One big reason that many people expected improvement from this year’s Pitt men’s basketball team was the return of Trey McGowens and Xavier Johnson.
As freshmen last year, that duo were the unquestioned leaders and two best players in Jeff Capel’s first season with the Panthers. They were Capel’s first two commitments after taking over at Pitt and showed that they could be the cornerstone pieces to the rebuild of Pitt basketball.
While McGowens slumped a bit during conference play, which isn’t unusual for a freshman playing in the best conference in college basketball, Johnson was pretty much steady from the start of the season to the last game.
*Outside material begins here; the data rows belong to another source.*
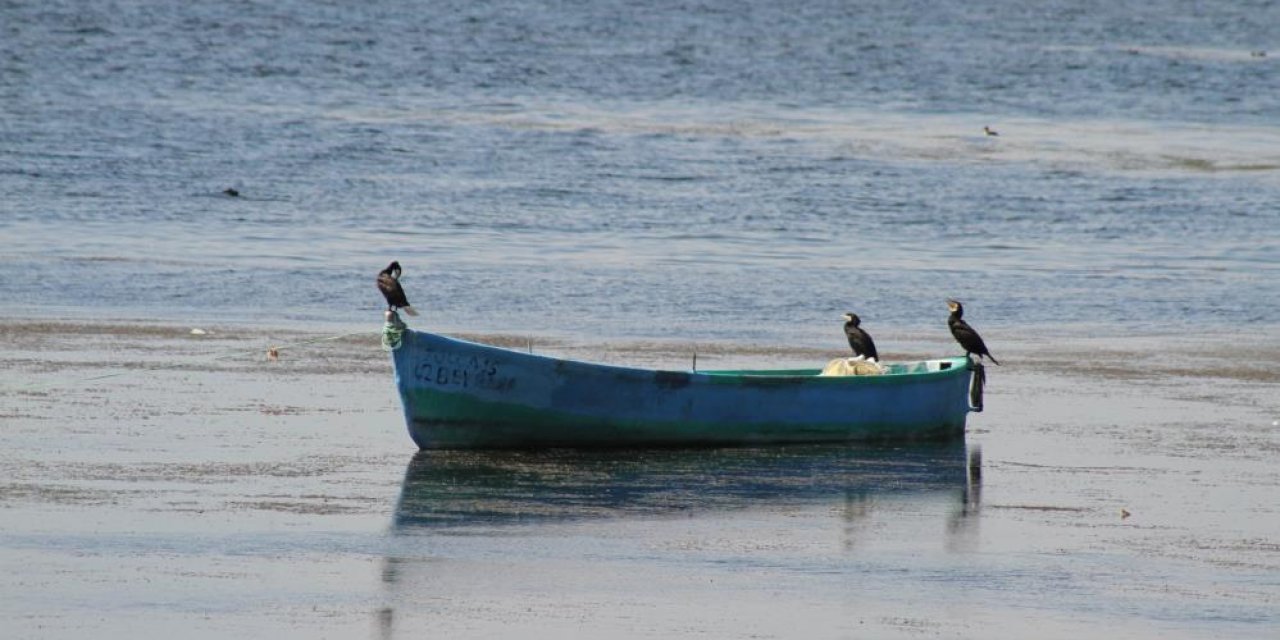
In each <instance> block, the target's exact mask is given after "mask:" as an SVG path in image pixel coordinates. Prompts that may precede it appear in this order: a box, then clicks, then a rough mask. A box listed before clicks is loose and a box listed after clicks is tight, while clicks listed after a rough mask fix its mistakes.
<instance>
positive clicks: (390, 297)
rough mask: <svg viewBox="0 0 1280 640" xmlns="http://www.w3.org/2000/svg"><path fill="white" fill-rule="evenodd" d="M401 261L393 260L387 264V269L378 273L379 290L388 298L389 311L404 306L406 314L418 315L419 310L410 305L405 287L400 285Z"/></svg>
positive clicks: (382, 270)
mask: <svg viewBox="0 0 1280 640" xmlns="http://www.w3.org/2000/svg"><path fill="white" fill-rule="evenodd" d="M399 274H401V268H399V262H396V261H392V264H389V265H387V269H383V270H381V271H379V273H378V291H380V292H383V297H384V298H387V310H388V311H396V310H397V308H403V310H404V312H406V314H408V315H411V316H416V315H417V311H415V310H413V307H411V306H410V305H408V298H407V297H404V289H402V288H401V285H399Z"/></svg>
In 33 games, “X” averaged 15.5 points, 4.5 assists, 3.9 rebounds, shot 41.5% from the field and 75% from the free throw line.
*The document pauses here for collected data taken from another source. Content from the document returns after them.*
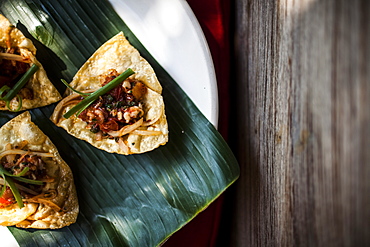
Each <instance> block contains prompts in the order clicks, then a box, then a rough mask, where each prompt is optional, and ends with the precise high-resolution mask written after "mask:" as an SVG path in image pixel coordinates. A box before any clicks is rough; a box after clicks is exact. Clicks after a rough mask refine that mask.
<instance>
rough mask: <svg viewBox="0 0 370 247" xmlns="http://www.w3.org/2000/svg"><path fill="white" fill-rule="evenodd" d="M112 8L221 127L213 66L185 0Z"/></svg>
mask: <svg viewBox="0 0 370 247" xmlns="http://www.w3.org/2000/svg"><path fill="white" fill-rule="evenodd" d="M110 2H111V3H112V5H113V8H114V9H115V10H116V12H117V13H118V14H119V15H120V16H121V17H122V20H124V21H125V23H126V24H127V26H128V27H129V28H130V29H131V31H132V32H133V33H134V34H135V35H136V36H137V38H138V39H139V40H140V42H141V43H142V44H143V45H144V46H145V48H146V49H147V50H148V51H149V52H150V53H151V54H152V56H153V57H154V58H155V59H156V60H157V61H158V63H159V64H160V65H162V67H163V68H164V69H165V70H166V71H167V72H168V73H169V74H170V75H171V76H172V78H174V79H175V81H176V82H177V83H178V84H179V85H180V86H181V88H182V89H183V90H184V91H185V92H186V94H187V95H189V97H190V98H191V99H192V101H193V102H194V103H195V105H196V106H197V107H198V108H199V110H200V111H201V112H202V113H203V115H205V116H206V117H207V119H208V120H209V121H210V122H211V123H212V124H213V125H214V126H217V123H218V93H217V82H216V76H215V71H214V67H213V62H212V58H211V54H210V51H209V49H208V45H207V41H206V39H205V37H204V34H203V32H202V29H201V27H200V25H199V23H198V21H197V19H196V17H195V15H194V13H193V12H192V10H191V8H190V7H189V5H188V3H187V2H186V1H185V0H150V1H148V0H124V1H123V0H110Z"/></svg>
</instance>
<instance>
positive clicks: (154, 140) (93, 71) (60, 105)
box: [51, 32, 168, 155]
mask: <svg viewBox="0 0 370 247" xmlns="http://www.w3.org/2000/svg"><path fill="white" fill-rule="evenodd" d="M65 84H66V85H67V86H68V87H69V89H67V91H66V97H65V98H64V99H63V100H62V101H60V102H59V104H58V105H57V106H56V108H55V110H54V112H53V114H52V116H51V120H52V121H53V122H54V123H55V124H56V125H57V126H59V127H62V128H64V129H65V130H66V131H67V132H68V133H69V134H71V135H73V136H75V137H77V138H79V139H82V140H85V141H87V142H89V143H90V144H91V145H93V146H95V147H97V148H99V149H102V150H105V151H107V152H110V153H118V154H124V155H128V154H136V153H144V152H147V151H151V150H153V149H155V148H157V147H159V146H160V145H164V144H165V143H167V141H168V126H167V119H166V115H165V107H164V101H163V97H162V95H161V93H162V86H161V85H160V83H159V81H158V79H157V77H156V75H155V73H154V70H153V68H152V67H151V66H150V64H149V63H148V62H147V61H146V60H145V59H144V58H142V57H141V56H140V54H139V52H138V51H137V50H136V49H135V48H134V47H133V46H132V45H131V44H130V43H129V42H128V41H127V40H126V38H125V36H124V35H123V33H122V32H120V33H119V34H117V35H116V36H114V37H113V38H111V39H110V40H108V41H107V42H106V43H104V44H103V45H102V46H101V47H100V48H99V49H98V50H97V51H96V52H95V53H94V54H93V55H92V56H91V57H90V58H89V59H88V60H87V61H86V63H85V64H84V65H83V66H82V67H81V68H80V70H79V71H78V72H77V73H76V75H75V76H74V78H73V80H72V82H71V83H70V84H69V85H68V84H67V83H65Z"/></svg>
Those numbers and the steady play had plenty of people excited about the future of Johnson at Pitt and beyond. In fact prior to the season, Johnson’s name has come up in 2020 NBA Mock Drafts in which they forecast him being a possible second round pick.
It’s not just the media that was forecasting Johnson to leave Pitt after the season. While recruiting for his Class of 2020, Capel was selling various point guards on the opportunity of immediate playing time because they were expecting Johnson to declare for the draft after the season. Johnson himself told PSN last season that he didn’t he himself as a four-year collegiate player.
Whether it’s all this talk about the NBA, opposing teams playing him differently or a number of different things, the bottom line is through four games this season, Johnson doesn’t even resemble the player we saw last season.
Statistics usually build a case one way or the other when you’re trying to make a point and they sure do concerning his drop in play.
2018 Pts/game: 15.5, 2019 Pts/game: 8.5
2018 FG %: 41.5%, 2019 FG %: 31.4%
2018 FT %: 75.1%, 2019 FT %: 60.0%
Johnson was the Panthers’ go-to-guy last year and someone that was always counted on to score in double figures. It wasn’t until the Duke game on Jan. 22, that Johnson was held to under 10 points. In 12 of Pitt’s first 18 games of the season, Johnson scored 15 or more points.
A big reason for reaching double-digit scoring was Johnson’s ability to blow past his defender and get fouled which resulted in free throws. Once again referencing the start of the 2018 season, Johnson attempted 10 or more free throws in a game in 14 of Pitt’s first 18 games.
So far in 2019, Johnson hasn’t attempted double-digit free throws in a game yet and has attempted only 7 free throws combined in the last 3 games.
Only four games have been played and conclusions don’t need to be drawn for the entire 2019-20 season, but for whatever the reason, Johnson has gotten off to a shaky start and not one that many people would’ve forecasted.
Being a former star point guard himself, Capel is undoubtedly working with Johnson on whatever the problem is and it shouldn’t be surprising if he snaps out of it and looks like his old self Monday night vs. Monmouth.
Unfortunately, the scary reality for Capel and Pitt is that they have no one else behind Johnson and are going to sink or swim with him. He is so critical to the overall success of the team and if he can’t put things together and start to look like the old “X”, it’s going to be a real long year for Pitt basketball.
If that seems like a lot of pressure for a college player, it is, but that’s the reality of playing big-time college basketball and I’m sure Johnson realizes and accepts that pressure.
If you’re looking for a small positive out of these early struggles, maybe Johnson will shelve the thoughts about leaving early for the NBA and come to the conclusion that another year working with Capel will serve him best.
Where Johnson plays next season isn’t what’s being discussed at The Pete and instead it’s trying to find out a way to rediscover the old Johnson because if Pitt is going to be “It,” “X” needs to reappear and be on the mark.